Poucos escritos – por Lourenço Gontijo

O estado da arte disciplinar

Em algum algum lugar do mundo existe o policial artista.
Com sua formação nas artes plásticas (da mais alta plasticidade) ele monta e remodela habilmente a argila humana, mais sutil que qualquer mármore.
Seu pulso oferta a cadência minuciosa da sinfonia agonizante que tem de conduzir. E que trabalho difícil para o nosso artista, mas ele persevera na adversidade. Afinal de contas, ele tem um dever a fazer, uma obra para terminar.
A composição de roxos e vermelhos envergonharia até Matisse, mas o nosso artista é modesto, ele está imerso no momento, não quer comparações levianas. Comprometimento verdadeiro.
O policiamento pode não ser uma arte, mas esse autor está na esteira dessa revolução. Já temos nossos policiais particulares, e não há nada mais íntimo e querido para um policial que perceber sua vitória no sujeito.
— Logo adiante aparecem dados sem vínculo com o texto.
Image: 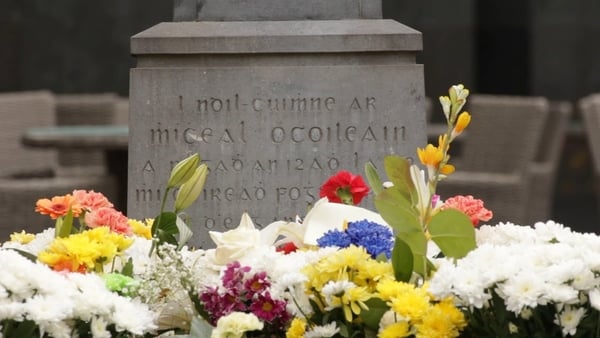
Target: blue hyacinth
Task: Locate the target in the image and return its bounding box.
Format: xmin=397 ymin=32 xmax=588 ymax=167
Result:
xmin=317 ymin=219 xmax=394 ymax=258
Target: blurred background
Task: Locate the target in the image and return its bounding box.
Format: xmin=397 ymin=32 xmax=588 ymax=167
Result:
xmin=0 ymin=0 xmax=600 ymax=231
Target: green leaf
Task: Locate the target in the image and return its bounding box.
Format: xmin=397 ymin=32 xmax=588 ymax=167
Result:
xmin=54 ymin=209 xmax=73 ymax=238
xmin=374 ymin=186 xmax=422 ymax=233
xmin=383 ymin=155 xmax=417 ymax=202
xmin=360 ymin=298 xmax=390 ymax=331
xmin=365 ymin=162 xmax=383 ymax=195
xmin=152 ymin=212 xmax=179 ymax=245
xmin=175 ymin=216 xmax=194 ymax=249
xmin=190 ymin=316 xmax=213 ymax=338
xmin=392 ymin=236 xmax=414 ymax=282
xmin=397 ymin=231 xmax=430 ymax=276
xmin=429 ymin=209 xmax=476 ymax=258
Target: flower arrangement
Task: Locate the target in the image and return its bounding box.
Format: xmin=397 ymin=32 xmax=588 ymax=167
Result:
xmin=0 ymin=85 xmax=600 ymax=338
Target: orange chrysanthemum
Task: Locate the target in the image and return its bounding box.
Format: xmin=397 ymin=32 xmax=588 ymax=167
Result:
xmin=35 ymin=194 xmax=81 ymax=219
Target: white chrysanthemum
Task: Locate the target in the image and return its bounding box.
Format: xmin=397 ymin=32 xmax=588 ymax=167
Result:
xmin=304 ymin=322 xmax=340 ymax=338
xmin=67 ymin=273 xmax=113 ymax=322
xmin=538 ymin=283 xmax=579 ymax=305
xmin=39 ymin=321 xmax=73 ymax=338
xmin=321 ymin=280 xmax=356 ymax=310
xmin=534 ymin=221 xmax=573 ymax=242
xmin=110 ymin=295 xmax=156 ymax=335
xmin=0 ymin=250 xmax=155 ymax=338
xmin=115 ymin=237 xmax=152 ymax=275
xmin=210 ymin=312 xmax=264 ymax=338
xmin=554 ymin=306 xmax=585 ymax=336
xmin=90 ymin=316 xmax=111 ymax=338
xmin=23 ymin=295 xmax=75 ymax=323
xmin=498 ymin=271 xmax=548 ymax=314
xmin=588 ymin=288 xmax=600 ymax=311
O nosso agente disciplinar agora eleva esse processo de subjetivação à experiência estética plena, afinal de contas o desejo já deseja a repressão do desejo.
Logo aparecerá o policial pastor, o policial filósofo, cada um nos iluminando com sua forma elevada de racionalizar um novo campo da pressão. Re ou ex pressão.

A morte me cumprimenta na noite de quarta-feira.

Hoje, no dia trinta e um de outubro de dois mil e dezenove, eu vi um gato ser atropelado. A rua nunca esteve tão iluminada.
Estranhei a nova claridade que tinha se instaurado na rua. Era como se alguém tivesse jogado uma lanterna sobre aquela estação de ônibus (que sempre era escura e erma [ainda é erma…]).
Ao longe, chovia. Os relâmpagos que riscavam o céu pareciam tornar aquela cena ainda mais luminescente, clareando o horizonte por um breve e intenso instante.
As gotículas que caíram em meu corpo não me incomodaram, não mais que a fumaça do cigarro que tragava ao esperar pacientemente a chegada de meu ônibus.
Foi como o relampejar. Só foi necessário um momento de vislumbre desinteressado para a avenida, com suas células biomecânicas transitando automaticamente. Como o raio que partira as trevas, um dos veículos parou em plena correnteza de gente.
Ele era laranja. Do tipo de pelo laranja que continha traços de branco. Provavelmente do tipo que me interditaria em minha caminhada para me arriscar a um breve contato, quiçá um afago. O carro sinalizava para a esquerda. O gato se contorcia violentamente sem direção e sentido definido.
Mudou de faixa e seguiu o seu caminho. O bicho, também, permaneceu agonizando em plena avenida. Não sei ao certo quanto tempo ele ficou consciente (também devo confessar que quando o vi, intuí que fosse um atropelamento. Algo me disse que era a morte em plena quarta-feira, e tão logo quanto intuí, me assegurei de meu palpite).
Um transeunte adentra o trânsito, desviando de um carro que o identificaria com o gato. Em um gesto ligeiro segura a cauda do animal e o carrega, como uma sacola cheia de frutas estragadas ou um pano que pingasse de sujeira e podridão, deixando o que outrora fora o felino debaixo de uma árvore ao lado da via automobilística. Tão rápido quanto o fez, seguiu seu caminho.
Breve aceno da morte, com toda a banalidade que sempre é.
Apaguei meu cigarro.
Pensei em escrever.
Sem pensar, pego meu ônibus e volto, mudo por dentro.

 

Lourenço Gontijo
Quase-bacharel em Filosofia pela UFMG. Ocasionalmente irrompendo em alguns escritos esporádicos e fragmentários, ou talvez os textos escrevam a si próprios. Pesquisa, também, no mesmo movimento caótico que todo o resto. Interessa-se amplamente na filosofia, mas se apega aos eventos recentes que dialogam com os franceses do século XX. Aprofunda seu desconhecimento no aceleracionismo, na filosofia de Deleuze e Guattari, e em variações contemporâneas do niilismo e anti-humanismo.